“Déjame
que te cuente cuál ha sido uno de los momentos más bellos de mi vida. Como buen
guerrero estoico y reservado, Pablo temía ser compadecido y prefirió aislarse.
Quiero decir que, durante los diez meses de la enfermedad, estuvimos los dos
prácticamente solos.

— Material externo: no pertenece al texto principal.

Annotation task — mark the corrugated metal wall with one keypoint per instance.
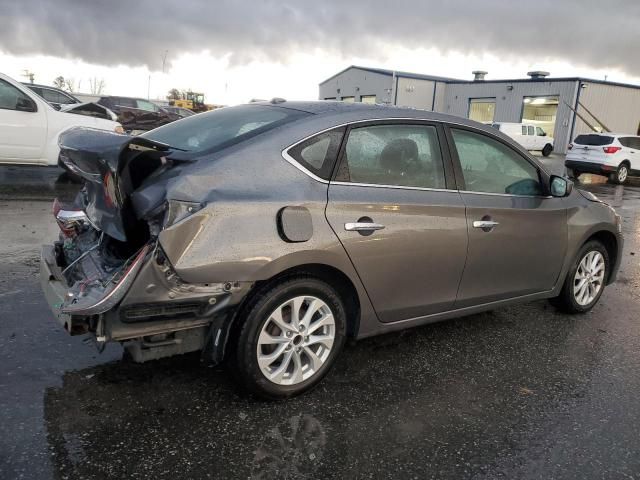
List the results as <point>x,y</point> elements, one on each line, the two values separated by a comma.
<point>368,83</point>
<point>415,93</point>
<point>509,103</point>
<point>441,91</point>
<point>618,107</point>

Hasta que en los días finales, Pablo perdió la
consciencia; y entonces cuando la presencia de la gente ya no podía molestarle,
entraron en tromba en casa nuestros amigos, entraron como el agua de una presa
que revienta, irrumpieron empujados por toda la angustia que habían sentido al
ser mantenidos lejos durante tanto tiempo; y ocuparon nuestro hogar,
vivaquearon en nuestra sala, durmieron en los sofás, hicieron turnos,
prepararon comidas, agitaron medicinas, fueron al mercado y a la farmacia; y todo
eso lo hicieron para cuidarle, para cuidarme, para rodearnos con su cariño; y
se quedaron en la casa y ya no se marcharon hasta que Pablo falleció, un
ejército de amigos en pie de guerra que lograron que esa asquerosa muerte
tuviera también una parte indeciblemente hermosa”
(Rosa
Montero, La
ridícula idea de no volver a verte)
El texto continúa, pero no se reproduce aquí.